İSTANBUL
Erdoğan, "Eski binayı kendi marjinal ideolojilerinin sembolü olarak gören kimi çevreler daha ilk günden itibaren bütün enerjilerini projemizi engellemek için harcadılar. Türlü ithamlarla, akla, mantığa ve vicdana sığmayan iftiralarla bunlar yeterli olmayınca da sokakları karıştırarak projeyi sabote etmeye çalıştılar." dedi. Erdoğan, Taksim Meydanı'nda düzenlenen Atatürk Kültür Merkezi Temel Atma Töreni'nde yaptığı konuşmada, bugün ülkenin sanat ve kültür hayatında çığır açacak önemli bir adım atıldığını söyledi. Cumhurbaşkanı Erdoğan, 6 Kasım 2017'de tanıtım projesini gerçekleştirdikleri İstanbul Atatürk Kültür Merkezi'nin hayata geçmesi yönünde yeni bir aşamaya gelindiğini ifade ederek, temelini atmakta oldukları merkezin 95 bin 600 metrekare kapalı alana sahip, 5 ayrı bloktan oluştuğunu aktardı. Bina içerisinde 2 bin 73 kişilik dünya standartlarının üzerinde bir opera, 828 kişilik tiyatro salonu ve bunlara ait sahne, kulis odalarıyla, fuaye alanlarının yer aldığını belirten Erdoğan, ayrıca projede atölye ve depo alanları, bale çalışma salonları, solist ve orkestra çalışma odaları, kayıt stüdyosu ve prova salonları, sanat galerileri, sergi salonları ve millet kıraathaneleri bulunduğunu ifade etti. Erdoğan, bunun yanında toplantı odaları, idari ofisler, restoranlar, kapalı otopark ile bu projenin her türlü ihtiyaca cevap verecek şekilde hazırlandığını vurgulayarak, şöyle devam etti: "Hem mimari hem estetik hem de kullanım bakımından göz dolduran bu eserin şehrimizin kültür ve sanat faaliyetlerini daha da zenginleştireceğine inanıyorum. Toplam yatırım bedeli 860 milyon lira olan Atatürk Kültür Merkezi Projesi'nin, İstanbul'umuz ve tüm Türkiye için hayırlı olmasını diliyorum.

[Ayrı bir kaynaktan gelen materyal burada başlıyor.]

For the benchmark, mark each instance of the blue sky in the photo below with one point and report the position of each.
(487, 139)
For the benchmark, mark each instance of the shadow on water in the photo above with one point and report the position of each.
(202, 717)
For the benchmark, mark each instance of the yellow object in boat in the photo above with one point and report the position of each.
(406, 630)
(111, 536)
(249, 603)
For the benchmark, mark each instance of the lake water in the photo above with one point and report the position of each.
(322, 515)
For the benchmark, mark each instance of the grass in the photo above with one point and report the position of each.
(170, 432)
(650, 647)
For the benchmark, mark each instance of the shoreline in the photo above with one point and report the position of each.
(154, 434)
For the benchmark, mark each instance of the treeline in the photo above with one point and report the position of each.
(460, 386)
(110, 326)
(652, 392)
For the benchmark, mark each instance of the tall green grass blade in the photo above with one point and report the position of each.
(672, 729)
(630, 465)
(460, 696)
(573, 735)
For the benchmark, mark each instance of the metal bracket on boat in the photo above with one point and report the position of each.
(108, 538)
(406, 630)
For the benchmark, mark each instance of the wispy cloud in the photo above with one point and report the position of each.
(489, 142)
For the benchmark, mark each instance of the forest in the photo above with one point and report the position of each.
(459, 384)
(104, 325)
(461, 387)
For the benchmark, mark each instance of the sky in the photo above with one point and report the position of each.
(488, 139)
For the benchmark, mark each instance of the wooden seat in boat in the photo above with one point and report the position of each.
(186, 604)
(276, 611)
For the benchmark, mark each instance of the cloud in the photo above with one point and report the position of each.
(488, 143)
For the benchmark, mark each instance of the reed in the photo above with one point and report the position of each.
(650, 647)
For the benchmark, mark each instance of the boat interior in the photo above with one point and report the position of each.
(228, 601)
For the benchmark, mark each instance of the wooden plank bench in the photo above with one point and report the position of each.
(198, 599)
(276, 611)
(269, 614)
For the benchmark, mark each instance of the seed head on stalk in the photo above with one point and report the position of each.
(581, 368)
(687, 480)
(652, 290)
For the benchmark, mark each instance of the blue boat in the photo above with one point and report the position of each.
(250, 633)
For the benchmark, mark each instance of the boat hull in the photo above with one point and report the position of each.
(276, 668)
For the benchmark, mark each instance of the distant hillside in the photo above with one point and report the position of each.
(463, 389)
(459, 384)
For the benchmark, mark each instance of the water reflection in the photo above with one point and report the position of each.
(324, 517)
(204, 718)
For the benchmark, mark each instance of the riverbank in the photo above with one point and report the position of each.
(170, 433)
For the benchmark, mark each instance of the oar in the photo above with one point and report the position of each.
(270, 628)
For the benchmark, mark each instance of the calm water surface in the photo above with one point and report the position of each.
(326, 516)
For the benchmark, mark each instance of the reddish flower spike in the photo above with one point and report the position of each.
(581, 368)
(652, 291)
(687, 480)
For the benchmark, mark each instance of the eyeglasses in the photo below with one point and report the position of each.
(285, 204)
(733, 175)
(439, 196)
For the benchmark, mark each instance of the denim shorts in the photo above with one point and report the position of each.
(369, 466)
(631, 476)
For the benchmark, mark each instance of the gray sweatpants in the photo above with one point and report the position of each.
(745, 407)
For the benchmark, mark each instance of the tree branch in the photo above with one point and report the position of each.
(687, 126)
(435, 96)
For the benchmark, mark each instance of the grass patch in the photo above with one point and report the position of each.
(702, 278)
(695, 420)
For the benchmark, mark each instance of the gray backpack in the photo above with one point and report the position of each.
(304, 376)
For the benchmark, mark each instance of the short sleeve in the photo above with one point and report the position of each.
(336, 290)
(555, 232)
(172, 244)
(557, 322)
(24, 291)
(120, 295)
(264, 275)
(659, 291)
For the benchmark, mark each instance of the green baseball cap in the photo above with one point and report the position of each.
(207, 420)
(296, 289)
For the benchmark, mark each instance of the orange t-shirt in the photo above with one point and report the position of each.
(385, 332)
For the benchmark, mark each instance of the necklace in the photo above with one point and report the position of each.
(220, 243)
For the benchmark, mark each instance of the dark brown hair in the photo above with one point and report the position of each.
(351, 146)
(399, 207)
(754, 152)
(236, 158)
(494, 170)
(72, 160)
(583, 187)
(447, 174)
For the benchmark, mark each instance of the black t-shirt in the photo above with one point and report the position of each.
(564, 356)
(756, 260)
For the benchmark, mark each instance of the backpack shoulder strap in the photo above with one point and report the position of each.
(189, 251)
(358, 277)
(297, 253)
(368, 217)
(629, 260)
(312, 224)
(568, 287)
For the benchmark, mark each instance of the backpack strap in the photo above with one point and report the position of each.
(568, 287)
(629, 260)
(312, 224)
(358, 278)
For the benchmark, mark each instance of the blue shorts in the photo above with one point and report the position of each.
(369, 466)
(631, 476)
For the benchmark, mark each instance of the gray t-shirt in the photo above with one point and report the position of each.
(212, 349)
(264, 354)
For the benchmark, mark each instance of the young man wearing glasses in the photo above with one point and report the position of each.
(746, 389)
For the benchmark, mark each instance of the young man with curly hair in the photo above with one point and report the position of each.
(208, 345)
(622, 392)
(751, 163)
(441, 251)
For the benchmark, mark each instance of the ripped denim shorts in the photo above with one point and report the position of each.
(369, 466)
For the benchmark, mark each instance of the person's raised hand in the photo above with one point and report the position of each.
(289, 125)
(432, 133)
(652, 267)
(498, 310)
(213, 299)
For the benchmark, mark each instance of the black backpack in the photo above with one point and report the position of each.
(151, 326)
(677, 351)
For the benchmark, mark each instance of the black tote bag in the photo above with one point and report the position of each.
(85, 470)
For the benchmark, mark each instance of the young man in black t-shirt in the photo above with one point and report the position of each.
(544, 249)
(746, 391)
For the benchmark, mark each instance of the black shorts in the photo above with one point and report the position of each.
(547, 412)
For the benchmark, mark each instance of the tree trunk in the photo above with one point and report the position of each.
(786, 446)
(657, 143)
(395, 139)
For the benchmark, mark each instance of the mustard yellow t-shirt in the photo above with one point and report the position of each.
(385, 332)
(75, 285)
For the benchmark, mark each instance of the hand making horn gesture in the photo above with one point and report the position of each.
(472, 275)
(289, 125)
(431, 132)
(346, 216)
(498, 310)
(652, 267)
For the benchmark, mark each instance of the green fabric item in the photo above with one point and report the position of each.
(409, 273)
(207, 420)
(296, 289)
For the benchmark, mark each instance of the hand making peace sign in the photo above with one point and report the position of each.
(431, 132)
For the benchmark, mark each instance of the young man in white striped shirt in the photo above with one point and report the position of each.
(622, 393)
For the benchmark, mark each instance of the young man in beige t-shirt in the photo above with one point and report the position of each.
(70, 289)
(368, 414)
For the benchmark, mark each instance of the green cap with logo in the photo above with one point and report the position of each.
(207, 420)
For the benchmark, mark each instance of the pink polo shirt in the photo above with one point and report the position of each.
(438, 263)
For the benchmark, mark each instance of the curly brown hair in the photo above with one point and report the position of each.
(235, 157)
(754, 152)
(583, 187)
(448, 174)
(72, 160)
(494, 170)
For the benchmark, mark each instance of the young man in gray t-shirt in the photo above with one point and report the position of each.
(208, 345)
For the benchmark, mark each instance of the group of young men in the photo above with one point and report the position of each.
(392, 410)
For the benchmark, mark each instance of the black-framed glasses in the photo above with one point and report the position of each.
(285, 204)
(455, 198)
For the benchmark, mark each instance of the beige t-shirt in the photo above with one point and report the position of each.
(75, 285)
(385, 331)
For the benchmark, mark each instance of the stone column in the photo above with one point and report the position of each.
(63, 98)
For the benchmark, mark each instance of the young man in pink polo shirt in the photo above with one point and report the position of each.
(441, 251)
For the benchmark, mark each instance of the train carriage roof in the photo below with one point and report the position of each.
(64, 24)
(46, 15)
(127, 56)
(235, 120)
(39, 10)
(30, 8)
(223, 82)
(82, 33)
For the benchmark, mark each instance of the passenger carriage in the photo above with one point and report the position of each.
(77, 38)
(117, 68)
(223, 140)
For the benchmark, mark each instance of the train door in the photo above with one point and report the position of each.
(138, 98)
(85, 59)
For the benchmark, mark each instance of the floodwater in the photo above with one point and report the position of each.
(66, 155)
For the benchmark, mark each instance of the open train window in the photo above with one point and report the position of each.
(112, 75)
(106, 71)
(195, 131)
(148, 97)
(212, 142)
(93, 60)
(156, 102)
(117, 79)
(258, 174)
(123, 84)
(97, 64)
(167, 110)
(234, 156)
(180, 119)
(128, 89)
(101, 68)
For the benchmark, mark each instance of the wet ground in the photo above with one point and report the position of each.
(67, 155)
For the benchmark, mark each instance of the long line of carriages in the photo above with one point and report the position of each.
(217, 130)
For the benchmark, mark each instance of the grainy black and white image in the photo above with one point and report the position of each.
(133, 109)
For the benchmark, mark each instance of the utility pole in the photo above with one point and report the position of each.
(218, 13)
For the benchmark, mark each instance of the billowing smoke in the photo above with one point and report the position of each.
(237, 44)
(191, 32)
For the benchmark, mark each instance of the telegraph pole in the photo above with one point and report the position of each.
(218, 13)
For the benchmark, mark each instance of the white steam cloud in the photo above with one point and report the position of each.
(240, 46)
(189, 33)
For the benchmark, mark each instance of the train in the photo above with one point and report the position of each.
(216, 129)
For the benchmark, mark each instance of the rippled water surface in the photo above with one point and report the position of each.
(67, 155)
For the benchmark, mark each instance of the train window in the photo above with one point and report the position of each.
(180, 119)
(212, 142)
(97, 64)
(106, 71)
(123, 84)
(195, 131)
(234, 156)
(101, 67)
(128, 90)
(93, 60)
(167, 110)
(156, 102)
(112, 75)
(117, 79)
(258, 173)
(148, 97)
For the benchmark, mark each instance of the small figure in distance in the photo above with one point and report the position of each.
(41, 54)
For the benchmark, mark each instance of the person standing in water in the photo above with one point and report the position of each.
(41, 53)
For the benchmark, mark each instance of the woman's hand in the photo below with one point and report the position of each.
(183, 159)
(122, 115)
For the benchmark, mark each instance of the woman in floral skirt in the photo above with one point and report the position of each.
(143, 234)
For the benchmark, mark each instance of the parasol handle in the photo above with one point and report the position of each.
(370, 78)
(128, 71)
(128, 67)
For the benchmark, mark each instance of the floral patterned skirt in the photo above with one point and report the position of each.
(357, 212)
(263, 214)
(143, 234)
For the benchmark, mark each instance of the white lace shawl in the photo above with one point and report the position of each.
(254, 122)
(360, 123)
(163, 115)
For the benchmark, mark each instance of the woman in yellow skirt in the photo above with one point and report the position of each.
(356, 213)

"Olmadık yalanlara başvurdular"
Projeyle, tarih, medeniyet ve kültür başkenti İstanbul'un şanına yakışır muhteşem bir eseri şehre kazandırmış olacaklarını dile getiren Erdoğan, şöyle devam etti: "Sizlerin de yakından takip ettiği gibi, bu projeyi temel atma aşamasına getirmek için çok büyük mücadeleler verdik. Eski binayı kendi marjinal ideolojilerinin sembolü olarak gören kimi çevreler daha ilk günden itibaren bütün enerjilerini projemizi engellemek için harcadılar. Türlü ithamlarla, akla, mantığa ve vicdana sığmayan iftiralarla bunlar yeterli olmayınca da sokakları karıştırarak projeyi sabote etmeye çalıştılar.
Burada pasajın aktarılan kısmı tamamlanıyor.